Removal of internal fixation materials after bone union is a controversial subject [30, 31]. Refracture ratio increases in cases of open, comminuted fractures caused by high-energy traumas, insufficient compression and reduction in comminuted fractures and in case of another fracture in the same limb [30, 31]. Not removing the fixation material for at least 8 months after surgery decreases refracture ratio [31] and refracture might be observed between 2 and 24 months after implant removal [30]. After bone union, implant removal was performed in 3 (16.8 %) patients after an average of 18 (4–20) months. Apart from the patient who developed extensor pollicis longus rupture, no other implant or screw removal was performed due to irritation. Refracture was not observed during patients’ follow-ups.

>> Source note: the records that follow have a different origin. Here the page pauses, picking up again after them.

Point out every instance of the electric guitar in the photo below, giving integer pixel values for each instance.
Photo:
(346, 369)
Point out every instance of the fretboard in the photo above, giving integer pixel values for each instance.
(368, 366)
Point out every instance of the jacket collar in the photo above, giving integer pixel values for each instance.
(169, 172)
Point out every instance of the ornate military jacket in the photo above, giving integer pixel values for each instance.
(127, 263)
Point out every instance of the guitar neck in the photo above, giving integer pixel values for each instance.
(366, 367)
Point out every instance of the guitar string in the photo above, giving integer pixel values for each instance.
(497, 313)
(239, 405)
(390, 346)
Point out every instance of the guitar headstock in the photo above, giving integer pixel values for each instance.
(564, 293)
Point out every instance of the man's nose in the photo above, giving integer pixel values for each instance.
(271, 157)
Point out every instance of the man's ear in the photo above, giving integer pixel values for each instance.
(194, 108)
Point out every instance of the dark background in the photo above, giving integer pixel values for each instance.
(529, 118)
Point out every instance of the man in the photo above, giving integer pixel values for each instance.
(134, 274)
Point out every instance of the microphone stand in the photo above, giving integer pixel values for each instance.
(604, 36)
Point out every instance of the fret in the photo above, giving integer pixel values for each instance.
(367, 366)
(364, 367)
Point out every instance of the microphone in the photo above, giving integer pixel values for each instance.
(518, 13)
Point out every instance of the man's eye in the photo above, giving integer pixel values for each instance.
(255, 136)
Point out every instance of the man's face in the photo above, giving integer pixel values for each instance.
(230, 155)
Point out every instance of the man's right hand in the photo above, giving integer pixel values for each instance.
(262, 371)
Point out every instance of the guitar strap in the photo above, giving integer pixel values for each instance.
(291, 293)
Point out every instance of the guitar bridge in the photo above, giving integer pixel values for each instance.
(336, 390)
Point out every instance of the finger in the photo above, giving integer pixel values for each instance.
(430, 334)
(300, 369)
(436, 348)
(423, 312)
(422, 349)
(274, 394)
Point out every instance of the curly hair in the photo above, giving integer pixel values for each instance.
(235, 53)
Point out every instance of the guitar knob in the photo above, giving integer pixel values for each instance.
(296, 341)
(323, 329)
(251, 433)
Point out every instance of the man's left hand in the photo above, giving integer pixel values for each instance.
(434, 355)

Our experience with the use of the these nails suggest that the nails should not be used in

  1. 1.

    Patients with open physeal lines

  2. 2.

    Patients with intramedullary diameter less than 3 mm

  3. 3.

    Patients with active infections

  4. 4.

    Patients with radial head and neck fracture

  5. 5.

    Distal ulnar metaphyseal fracture which don’ allow proper locking.

In terms of reliable statistical information, low number of patients and not providing a long-term follow-up after removal of the implant in order to evaluate the refracture risk is a limitation of the study.

Conclusion

In conclusion, the preferred treatment method for adult forearm fractures is plate osteosynthesis. However, the new-designed forearm nails have advantages, such as application with closed or limited open reduction, short operative time, limited soft tissue dissection of the fracture area in entry points or partial open reduction applications with minimal incision, good cosmetic outcomes, and allowing for early mobilization. Because it has good clinical and functional results, we think intramedullary nail application can be used as an alternative treatment method in surgical treatment of radial and ulnar diaphyseal fractures.